This is a guest blog post by Daniel Reed. Daniel is Vice President for Research and Economic Development and University Computational Science and Bioinformatics Chair at the University of Iowa and a frequent government advisor on science and technology policy. He was previously Microsoft’s Corporate Vice President for eXtreme Computing, where he led a team designing next-generation cloud infrastructure and global partnerships for cloud-enabled scientific discovery.
What’s a cloud? The word means many things to many people. In true Airplane! movie parody style, one is tempted to say, It’s a visible mass of condensed water vapor floating in the atmosphere. But, that’s not important right now.
Some might say that our cloud confusion is indicative of a fog, a low hanging cloud. Indeed, in public perception, the cloud is a vaguely understood and amorphous capability that lurks behind our smartphones, enabling electronic communications, web searches, social networks, e-commerce, and 24×7 news and streaming media. It is a mysterious something, somewhere that is only noticed when it is inaccessible.
For those of us in computing, the cloud is more than a buzzword or meme, it is a set of technologies that are transforming the provisioning and delivery of computing cycles, storage and services, with profound implications for government services, research discovery and innovation, and businesses large and small. Given the public confusion and sometimes overhyped marketing, it seems worthwhile to dispel the fog and illuminate a few compelling features of clouds.
In a very real sense, public clouds those hosted by cloud providers for on-demand access have much in common with the timesharing systems of the 1960s and 1970s, albeit at unprecedented scale. They shift the capital costs of provisioning, along with the expertise required for operation, from users to providers, allowing users to focus on their core expertise (e.g., research, business, government) and pay for only what computing they need, when they need it.

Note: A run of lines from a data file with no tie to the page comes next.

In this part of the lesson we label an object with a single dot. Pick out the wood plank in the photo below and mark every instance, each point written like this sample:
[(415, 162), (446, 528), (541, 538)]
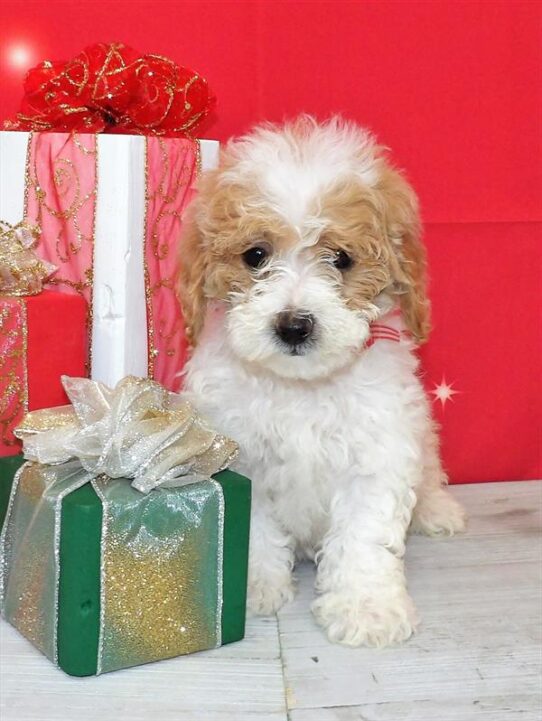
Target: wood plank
[(478, 651), (238, 680)]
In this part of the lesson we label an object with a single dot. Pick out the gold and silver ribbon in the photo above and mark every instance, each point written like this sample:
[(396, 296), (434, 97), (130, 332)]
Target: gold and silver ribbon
[(161, 546)]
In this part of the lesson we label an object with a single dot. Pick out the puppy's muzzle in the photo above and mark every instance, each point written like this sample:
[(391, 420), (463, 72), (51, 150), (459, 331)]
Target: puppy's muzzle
[(294, 327)]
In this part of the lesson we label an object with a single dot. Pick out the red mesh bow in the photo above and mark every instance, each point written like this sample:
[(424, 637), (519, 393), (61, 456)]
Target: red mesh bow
[(112, 88)]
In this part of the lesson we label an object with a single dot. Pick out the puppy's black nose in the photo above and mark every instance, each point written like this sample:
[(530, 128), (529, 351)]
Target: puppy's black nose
[(294, 328)]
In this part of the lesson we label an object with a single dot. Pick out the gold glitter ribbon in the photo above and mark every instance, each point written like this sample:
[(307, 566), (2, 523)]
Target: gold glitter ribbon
[(138, 430), (161, 587), (21, 271)]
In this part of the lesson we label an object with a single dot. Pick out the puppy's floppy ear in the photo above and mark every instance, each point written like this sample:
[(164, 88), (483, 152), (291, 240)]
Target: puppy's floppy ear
[(408, 259), (192, 274)]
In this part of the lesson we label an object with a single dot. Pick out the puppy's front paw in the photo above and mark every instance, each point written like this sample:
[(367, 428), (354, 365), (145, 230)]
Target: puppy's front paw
[(439, 515), (363, 620), (267, 595)]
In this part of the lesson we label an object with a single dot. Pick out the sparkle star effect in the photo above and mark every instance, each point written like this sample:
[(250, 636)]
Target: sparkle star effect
[(444, 392)]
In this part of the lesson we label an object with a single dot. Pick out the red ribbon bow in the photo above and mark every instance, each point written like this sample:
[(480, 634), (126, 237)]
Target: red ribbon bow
[(112, 88)]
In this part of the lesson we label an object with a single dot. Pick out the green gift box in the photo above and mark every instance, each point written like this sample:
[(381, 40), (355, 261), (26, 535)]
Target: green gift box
[(99, 574)]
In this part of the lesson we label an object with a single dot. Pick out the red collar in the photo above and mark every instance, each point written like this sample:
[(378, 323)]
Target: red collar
[(389, 327)]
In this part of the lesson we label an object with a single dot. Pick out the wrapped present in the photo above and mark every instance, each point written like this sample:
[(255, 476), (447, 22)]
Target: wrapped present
[(110, 205), (118, 547), (35, 349), (9, 465)]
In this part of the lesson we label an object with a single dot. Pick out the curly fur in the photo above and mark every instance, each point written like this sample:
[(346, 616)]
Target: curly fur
[(338, 436)]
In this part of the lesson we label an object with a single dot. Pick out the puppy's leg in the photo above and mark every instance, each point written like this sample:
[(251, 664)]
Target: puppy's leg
[(364, 600), (271, 561), (437, 513)]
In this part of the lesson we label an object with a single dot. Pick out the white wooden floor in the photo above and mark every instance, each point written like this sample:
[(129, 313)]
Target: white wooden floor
[(477, 656)]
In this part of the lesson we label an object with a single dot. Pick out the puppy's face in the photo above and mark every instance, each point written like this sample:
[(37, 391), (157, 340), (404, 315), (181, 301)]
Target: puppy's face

In turn, cloud elasticity allows servers to be provisioned and de-provisioned dynamically in response to changing interest and demand. One of the few things worse than having your brilliant idea ignored is having it fail publicly from too much attention. Many an organization has first been thrilled to see their product or service be reported in the press and go viral, only to horrified when on-premise servers collapse under the load of success; this is known as the slashdot effect, named after one of the popular news for nerds web sites. Without cloud elasticity, the global phenomenon of Pokemon Go would not be possible.
Although not required, many clouds also virtualize the underlying computing, allowing multiple services and software stacks to be co-resident on the same physical hardware, further reducing costs. With Infrastructure as a Service (IaaS), Platform as a Service (PaaS), Software as a Service (SaaS) and containerization, developers can choose the level of abstraction, from low level to high level, needed to support existing and new applications.
By allowing innovators to focus on their ideas rather than computing infrastructure, the pay-as-you-go cloud model has made it easier, faster and cheaper to bring ideas to life, unleashing a second dot.com boom of cloud-based services, unprecedented citizen access to government data, and new approaches to scientific discovery via big data.
The latter has sometimes been called the fourth paradigm, where new sensors, data analytics and deep learning have shifted the research approach from what experiment should I conduct to what insights can I extract from available data. It has also stimulated interest in convergence architectures for high-performance computing (HPC) and data analytics that combine the best elements of cloud and HPC capabilities. (See my essay, Exascale Computing and Big Data: Time to Reunite.)
Implicit in this client-cloud model is ubiquitous, reliable and inexpensive wired and wireless broadband services. Without broadband access, clouds are simply isolated sets of computers and data, unconnected to the world of mobile devices and the nascent Internet of Things. To further ensure reliability, most public cloud providers geo-distribute their pools of servers. Even private clouds (i.e., those operated by governments and companies for their own use) often geo-distribute their servers at multiple data centers. Should disaster strike at one site, services can be shifted automatically to another site, perhaps even in another country or continent.
Finally, the unprecedented scale of cloud deployments, with commercial data centers each costing over $1B, has stimulated new approaches to energy efficiency and cooling, component failures and reliability, customized and open hardware, software defined networks (SDNs) and software defined storage (SDS), and system provisioning and management. In short, we are in a time of radical change in the computing ecosystem, all against a backdrop of Moore’s law limitations.
What’s a cloud? It’s an elastic, on-demand, often geo-distributed, frequently virtualized, flexible hardware, software and services infrastructure that powers the 21st century knowledge economy. And that is really important right now.